[
https://issues.apache.org/jira/browse/DROIDS-54?page=com.atlassian.jira.plugin.system.issuetabpanels:all-tabpanel
]
Mingfai Ma updated DROIDS-54:
-----------------------------
Attachment: SampleLink.java
attached is a sample implementation for review
- we still can make a LinkTask extend this base Link class, or just add more
method to this class (and optionally change it to LinkTask)
- it stores url as String, but the constructor always call new URI() to ensure
the url string is valid in construction time.
- stuff like toString, equals and hashCode maybe deleted in the final
implementation. or change them to follow this project's standard.

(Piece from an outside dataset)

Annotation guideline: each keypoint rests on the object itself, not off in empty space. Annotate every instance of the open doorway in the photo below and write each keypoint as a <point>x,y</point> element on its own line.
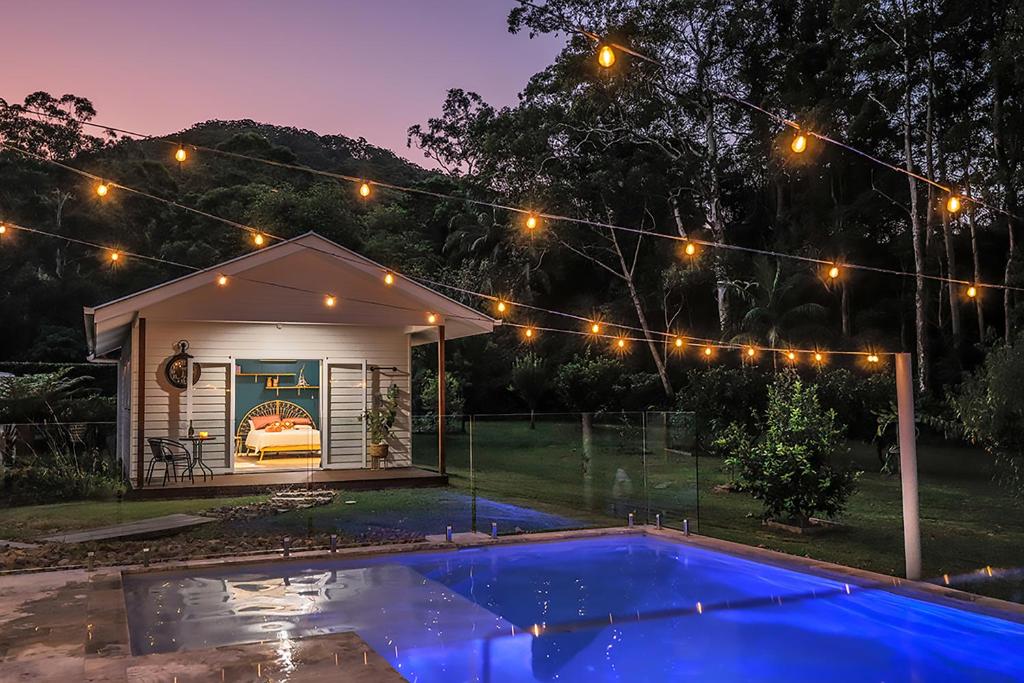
<point>278,415</point>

- a few convenient method are added, such as getHost(), getURI(),
resolve(String) are added. for resolve, it's added just like the URI has a
resolve method. using a LinkResolver with the same base URI could be slightly
more efficient.
for me, i am using a crawler derived from Droids, and I make the all usage of
Link as <T extends Link>. e.g. LinkQueue<T extends Link> extends
PriorityBlockingQueue<T>. This also could be considered.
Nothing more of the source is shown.